Thoughts on Self-Describing Web Resources, part 1

2009-02-13

This is the first part of a series of posts regarding the recent W3C TAG finding The Self-Describing Web. The TAG started the work on the document around two years ago, in February 2007. However, its roots can be traced back to a post from Dan Connolly in 2005 labeled new issue? squatting on link relationship names, x-tokens, registries, and URI-based extensibility where he was basically contemplating on ’squatting on the community resource of link relationship names’.

In the following, we will review the finding regarding self-describing Web resources (SDWR), section by section and discuss it in the context of Web of Data discovery. Each section has a motivation and discussion along with so called good practice(s) in it. The post at hand is about the first section, the introduction.

Section ‘1 Introduction’ of the SDWR finding starts already with a strong statement:

Supporting ad-hoc exploration is a goal of the Web.

Wow. I’m impressed. Can I have a reference for this please?

The section then continues, based on the Architecture of the World Wide Web, Volume One, to introduce the overall goal:

… how create, deploy and access self-describing Web resource representations that can be correctly interpreted using only widely available information.

We note: create, deploy and access. Creating stuff (especially when humans are involved) can be expensive; so you’d likely want to see a certain degree of automation in this process. Further, still in the publisher’s realm, we have the deployment, that is the actual way the resources are packaged and delivered along with the things that describe these resources (we will come back to this in one of the following posts in this series). Only the last of the three terms addresses consumer of the resource: access; we note that there is no consume or interpret or whatever, simply access … we will elaborate on this one as well.

The text in the first section continues:

Furthermore, when self-describing representations are linked together, the Web as a whole can support reliable, ad hoc discovery of information.

Worth noting are the linked together (how? who?) and the claim of ad hoc discovery.

This first section of the SDWR finding ends with a principle and a good practice:

Self-describing resources promote ad hoc discovery of information.

… which is an obvious (too obvious?) statement. It serves as a general motivation along the line: you put self-descriptive stuff on the Web, this in turn supports ad hoc discovery and this, finally, makes the entire system more valuable (anyone got another conclusion for the last part?).

The good practice that comes with it is pretty straight-forward:

Web resource representations should be self-describing.

So, we get the point.

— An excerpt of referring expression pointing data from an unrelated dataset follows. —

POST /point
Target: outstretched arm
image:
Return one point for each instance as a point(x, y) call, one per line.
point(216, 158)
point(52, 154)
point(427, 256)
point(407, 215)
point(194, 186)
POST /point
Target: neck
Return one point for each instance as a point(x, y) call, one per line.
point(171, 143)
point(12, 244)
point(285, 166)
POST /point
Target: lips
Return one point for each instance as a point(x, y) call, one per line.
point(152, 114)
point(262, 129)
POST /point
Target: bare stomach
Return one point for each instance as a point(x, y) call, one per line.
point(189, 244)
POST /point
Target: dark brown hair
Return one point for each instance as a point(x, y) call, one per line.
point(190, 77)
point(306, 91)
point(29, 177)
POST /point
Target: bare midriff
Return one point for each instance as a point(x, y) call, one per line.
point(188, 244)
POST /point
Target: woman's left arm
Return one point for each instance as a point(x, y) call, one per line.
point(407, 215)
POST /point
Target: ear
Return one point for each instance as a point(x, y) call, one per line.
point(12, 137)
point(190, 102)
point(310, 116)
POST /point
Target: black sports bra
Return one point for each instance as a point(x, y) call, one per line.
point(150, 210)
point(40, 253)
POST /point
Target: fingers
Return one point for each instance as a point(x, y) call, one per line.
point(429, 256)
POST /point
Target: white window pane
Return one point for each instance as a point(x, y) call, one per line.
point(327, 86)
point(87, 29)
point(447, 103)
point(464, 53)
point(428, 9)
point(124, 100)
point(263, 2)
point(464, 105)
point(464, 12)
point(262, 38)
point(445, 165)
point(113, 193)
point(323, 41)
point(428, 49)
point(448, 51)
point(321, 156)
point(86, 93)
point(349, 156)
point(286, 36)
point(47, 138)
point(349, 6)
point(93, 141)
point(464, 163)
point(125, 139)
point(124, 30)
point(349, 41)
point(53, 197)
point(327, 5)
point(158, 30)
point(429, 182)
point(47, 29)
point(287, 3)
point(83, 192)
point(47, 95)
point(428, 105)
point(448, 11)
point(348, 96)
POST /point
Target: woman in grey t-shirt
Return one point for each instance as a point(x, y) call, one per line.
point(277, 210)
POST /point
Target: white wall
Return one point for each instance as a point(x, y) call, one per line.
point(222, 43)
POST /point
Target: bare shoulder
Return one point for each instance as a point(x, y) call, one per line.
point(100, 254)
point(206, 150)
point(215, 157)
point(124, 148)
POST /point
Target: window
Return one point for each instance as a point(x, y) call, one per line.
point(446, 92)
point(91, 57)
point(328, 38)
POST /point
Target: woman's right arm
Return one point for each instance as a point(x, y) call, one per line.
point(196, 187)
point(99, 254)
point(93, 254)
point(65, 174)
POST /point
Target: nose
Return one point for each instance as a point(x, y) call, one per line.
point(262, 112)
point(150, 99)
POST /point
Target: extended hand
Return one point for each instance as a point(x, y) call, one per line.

But why is ad hoc discovery, again, so valuable? Only because this fosters automation or is there another, deeper reason?

My favorite half-sentence from the last paragraph of the first section of the SDWR finding is:

… why it’s important that interpretation of Web representations be grounded unambiguously in the core specifications of the Web …

Yes! It is important to ground the interpretation in the core specifications. Even if the big players in the search engine business at large don’t honor it, even if crappy software doesn’t care, even if people wonder why, for example, validating HTML does matter.

We’ve seen now the first, introductory section of the SDWR finding and are certainly curious what the rest of this document will reveal. Stay tuned!


The Self-Describing Web

2009-02-08

Just announced at the www-tag@w3.org list: The Self-Describing Web, a recent finding of the W3C TAG. From its abstract:

The Web is designed to support flexible exploration of information by human users and by automated agents. For such exploration to be productive, information published by many different sources and for a variety of purposes must be comprehensible to a wide range of Web client software, and to users of that software.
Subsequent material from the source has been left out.